Le motivazioni sono diverse. Iniziamo dalla moneta, il Renminbi (moneta del popolo). Fino a poco tempo fa non la si conosceva, anzi la chiamavamo Yuan, il centesimo del Renminbi. La moneta cinese ha avuto nell' ultimo anno un incredibile e inimmaginabile diffusione.Da maggio 2012 la Cina compra petrolio, gas e materie prime in Russia non più in dollari ma in Renminbi. E' stato recentemente firmato un accordo con l' Arabia Saudita per costruire la prima raffineria cinese in terra araba e acquistare il petrolio in Renminbi e non più in dollari.
Altro importante accordo riguarda il Brasile.
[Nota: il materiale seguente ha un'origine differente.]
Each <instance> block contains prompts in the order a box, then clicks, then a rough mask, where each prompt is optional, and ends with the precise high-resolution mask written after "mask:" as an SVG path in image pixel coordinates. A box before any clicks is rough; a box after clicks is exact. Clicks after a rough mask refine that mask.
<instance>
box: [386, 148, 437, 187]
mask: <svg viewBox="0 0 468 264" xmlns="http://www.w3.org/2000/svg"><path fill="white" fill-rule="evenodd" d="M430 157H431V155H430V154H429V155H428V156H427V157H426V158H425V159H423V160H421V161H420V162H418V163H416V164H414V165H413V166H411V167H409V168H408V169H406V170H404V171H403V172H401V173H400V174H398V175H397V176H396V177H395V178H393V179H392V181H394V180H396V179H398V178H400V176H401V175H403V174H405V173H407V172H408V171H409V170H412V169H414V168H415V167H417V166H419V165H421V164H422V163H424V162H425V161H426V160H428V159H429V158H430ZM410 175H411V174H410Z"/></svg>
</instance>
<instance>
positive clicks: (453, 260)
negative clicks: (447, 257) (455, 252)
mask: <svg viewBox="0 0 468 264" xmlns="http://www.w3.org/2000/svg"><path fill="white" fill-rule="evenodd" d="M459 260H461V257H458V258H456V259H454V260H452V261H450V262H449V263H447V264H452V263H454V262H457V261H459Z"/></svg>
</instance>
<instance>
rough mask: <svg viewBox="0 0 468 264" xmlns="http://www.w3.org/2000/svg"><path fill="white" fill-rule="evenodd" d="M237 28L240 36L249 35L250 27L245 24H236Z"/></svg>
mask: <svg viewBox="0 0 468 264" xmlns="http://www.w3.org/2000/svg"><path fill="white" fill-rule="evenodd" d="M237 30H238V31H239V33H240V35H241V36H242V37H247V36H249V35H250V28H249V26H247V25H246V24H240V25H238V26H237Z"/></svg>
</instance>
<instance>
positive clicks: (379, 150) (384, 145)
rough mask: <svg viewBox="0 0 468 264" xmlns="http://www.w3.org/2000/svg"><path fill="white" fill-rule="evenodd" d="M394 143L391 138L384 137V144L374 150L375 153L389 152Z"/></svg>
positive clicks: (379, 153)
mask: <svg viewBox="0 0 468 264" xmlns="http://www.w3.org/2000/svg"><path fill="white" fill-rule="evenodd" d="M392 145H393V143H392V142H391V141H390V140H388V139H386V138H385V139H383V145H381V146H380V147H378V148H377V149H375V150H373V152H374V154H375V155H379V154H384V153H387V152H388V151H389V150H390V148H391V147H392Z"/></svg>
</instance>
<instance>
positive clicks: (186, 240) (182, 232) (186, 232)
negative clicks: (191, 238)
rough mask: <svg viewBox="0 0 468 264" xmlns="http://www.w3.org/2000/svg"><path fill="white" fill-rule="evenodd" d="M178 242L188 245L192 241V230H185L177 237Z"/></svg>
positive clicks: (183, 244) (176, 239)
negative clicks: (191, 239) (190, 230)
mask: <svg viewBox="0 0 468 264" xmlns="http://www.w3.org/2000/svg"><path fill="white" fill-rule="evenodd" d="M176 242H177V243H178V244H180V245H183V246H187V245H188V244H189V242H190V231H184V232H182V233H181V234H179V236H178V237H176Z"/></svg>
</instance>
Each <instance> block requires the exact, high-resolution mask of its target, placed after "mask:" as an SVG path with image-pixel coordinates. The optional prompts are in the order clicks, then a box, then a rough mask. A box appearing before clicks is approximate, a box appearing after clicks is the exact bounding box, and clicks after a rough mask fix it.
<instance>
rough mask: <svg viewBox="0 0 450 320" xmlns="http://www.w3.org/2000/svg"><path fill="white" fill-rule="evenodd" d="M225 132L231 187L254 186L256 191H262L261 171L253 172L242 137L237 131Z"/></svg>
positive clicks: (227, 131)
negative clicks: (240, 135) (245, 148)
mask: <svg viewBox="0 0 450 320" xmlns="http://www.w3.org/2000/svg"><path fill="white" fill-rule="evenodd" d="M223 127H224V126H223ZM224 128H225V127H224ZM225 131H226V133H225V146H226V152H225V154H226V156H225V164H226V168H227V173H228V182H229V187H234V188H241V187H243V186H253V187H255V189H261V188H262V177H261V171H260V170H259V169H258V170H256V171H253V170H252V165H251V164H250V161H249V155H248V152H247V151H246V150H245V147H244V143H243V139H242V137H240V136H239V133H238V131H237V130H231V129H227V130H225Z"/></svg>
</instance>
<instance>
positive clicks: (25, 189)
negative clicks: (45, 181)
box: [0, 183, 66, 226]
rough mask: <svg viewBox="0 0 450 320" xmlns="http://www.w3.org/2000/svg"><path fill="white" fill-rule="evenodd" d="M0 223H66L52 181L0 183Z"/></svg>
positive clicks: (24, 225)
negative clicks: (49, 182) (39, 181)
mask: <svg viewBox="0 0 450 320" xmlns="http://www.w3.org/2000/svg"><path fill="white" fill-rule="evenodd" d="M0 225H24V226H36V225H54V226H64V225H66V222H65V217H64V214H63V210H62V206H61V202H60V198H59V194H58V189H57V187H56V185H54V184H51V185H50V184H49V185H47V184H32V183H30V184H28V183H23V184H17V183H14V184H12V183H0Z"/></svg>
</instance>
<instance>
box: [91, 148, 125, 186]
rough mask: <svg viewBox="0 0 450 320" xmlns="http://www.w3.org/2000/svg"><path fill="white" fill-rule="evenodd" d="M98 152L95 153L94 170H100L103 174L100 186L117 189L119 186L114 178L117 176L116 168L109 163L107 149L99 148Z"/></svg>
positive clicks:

Tutte le transazioni commerciali verranno regolate in Renminbi. Si sta delineando una divisione del mondo in tre blocchi dollaro, euro e Renminbi. Cio' comportera' per i vari Stati la necessita' di creare riserve anche in moneta cinese. Altra questione fondamentale e' il debito pubblico. Il Giappone ha debito pubblico pari al 211% del Pil, i paesi europei a 87% l'Italia a 120%, gli Usa a 103%, la Cina al 20%...
Mi domando perche' continuare a investire nei cosidetti Paesi Sviluppati?